Activists point to this alarming and unprecedented spike in the number of hurricanes as a demonstration of how climate change is already taking its toll on society. However, scientists have been slow to argue for any connection between global climate change and the increased number of storms. One reason behind this skepticism is that we may be naming more storms because we have become better at detecting and defining hurricanes and tropical storms. Our records since the advent of satellite monitoring in the 1970s are not as accurate and precise as the records we are taking today, and so it is hard to understand how unique the recent increase in hurricane activity really is. There has also been a mixed bag of results in what climate models suggest about future hurricane activity — one published study says that further warming will increase hurricane frequency, while another argues that hurricane frequency will decrease in changing climatic conditions.

There may still be good questions about how tropical storm frequency is being affected by climate change, but scientific evidence is clear that climate change will increase the intensity of hurricanes in the future. Since the 1970s, there has been a steady increase in the measured “Power Dissipation Index” of hurricanes, which measures the intensity and duration of a storm.  One study showed that hurricanes in the 21st century last 60 percent longer, with wind speeds 15 percent higher than hurricanes thirty years ago. Storms get their energy from the water, so there is likely a connection between higher water temperatures and the strength of the hurricanes that form above. Warming also increases the amount of water vapor in the air, which develops into more concentrated, intense precipitation both on water and on land.

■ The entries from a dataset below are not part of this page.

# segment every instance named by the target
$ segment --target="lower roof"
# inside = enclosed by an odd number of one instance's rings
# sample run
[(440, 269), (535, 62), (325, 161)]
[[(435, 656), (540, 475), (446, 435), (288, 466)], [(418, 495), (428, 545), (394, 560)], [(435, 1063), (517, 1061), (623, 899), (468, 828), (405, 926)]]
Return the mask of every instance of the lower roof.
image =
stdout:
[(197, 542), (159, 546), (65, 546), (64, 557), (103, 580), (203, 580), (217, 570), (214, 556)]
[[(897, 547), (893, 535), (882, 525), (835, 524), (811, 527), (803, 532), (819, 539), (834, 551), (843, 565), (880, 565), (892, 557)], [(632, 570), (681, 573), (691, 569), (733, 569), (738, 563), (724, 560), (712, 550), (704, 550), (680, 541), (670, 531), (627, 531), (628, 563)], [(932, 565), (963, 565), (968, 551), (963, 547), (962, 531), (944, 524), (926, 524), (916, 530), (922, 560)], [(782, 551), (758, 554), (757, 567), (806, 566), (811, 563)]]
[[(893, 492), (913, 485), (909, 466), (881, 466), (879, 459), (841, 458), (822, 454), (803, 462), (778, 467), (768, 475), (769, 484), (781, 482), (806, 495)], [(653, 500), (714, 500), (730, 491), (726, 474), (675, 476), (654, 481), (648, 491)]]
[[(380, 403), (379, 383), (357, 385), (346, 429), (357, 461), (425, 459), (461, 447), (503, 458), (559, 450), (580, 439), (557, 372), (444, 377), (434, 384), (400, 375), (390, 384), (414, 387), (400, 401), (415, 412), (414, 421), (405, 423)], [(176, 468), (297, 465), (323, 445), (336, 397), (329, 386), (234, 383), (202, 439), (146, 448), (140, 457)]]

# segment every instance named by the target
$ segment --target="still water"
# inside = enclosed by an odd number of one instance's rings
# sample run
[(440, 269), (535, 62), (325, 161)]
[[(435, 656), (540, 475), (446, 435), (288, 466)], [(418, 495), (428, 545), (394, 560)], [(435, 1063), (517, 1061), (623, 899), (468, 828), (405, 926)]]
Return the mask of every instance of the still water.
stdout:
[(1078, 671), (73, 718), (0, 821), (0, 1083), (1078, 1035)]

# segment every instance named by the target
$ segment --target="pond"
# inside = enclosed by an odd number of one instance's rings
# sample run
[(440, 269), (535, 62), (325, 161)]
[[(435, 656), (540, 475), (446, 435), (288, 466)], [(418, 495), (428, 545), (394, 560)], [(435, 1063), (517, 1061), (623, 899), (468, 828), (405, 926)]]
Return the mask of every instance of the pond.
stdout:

Before Hurricane Sandy arrived in New York City, hundreds of New York City residents took to the streets in Times Square, protesting the recent lack of political discourse about global climate change, which has been dubbed “climate silence.” This silence has been reaching new levels with the recent presidential campaigns, in which neither major candidate has talked seriously about global climate change and the damage it could do.

While extreme weather isn’t a new phenomenon, extreme weather events may increase in scale and scope as global climate change becomes more rampant. The amount of damage it could do and the number of lives it could take will only be apparent several days after the storm dissipates, but the best strategy to ensure the damage done is minimized is to bring our carbon emissions under control and to prepare for a future world with a much different climate. This means rebuilding our cities and infrastructure to be able to withstand extreme weather events, and to do the best we can to plan new developments with an eye on the future.

We are extremely lucky damage has been minimal here at Swarthmore from hurricanes Sandy and Irene, but we cannot afford to sit and wait for another  extreme weather pattern to develop — mitigation as a campus and as a planet must begin today.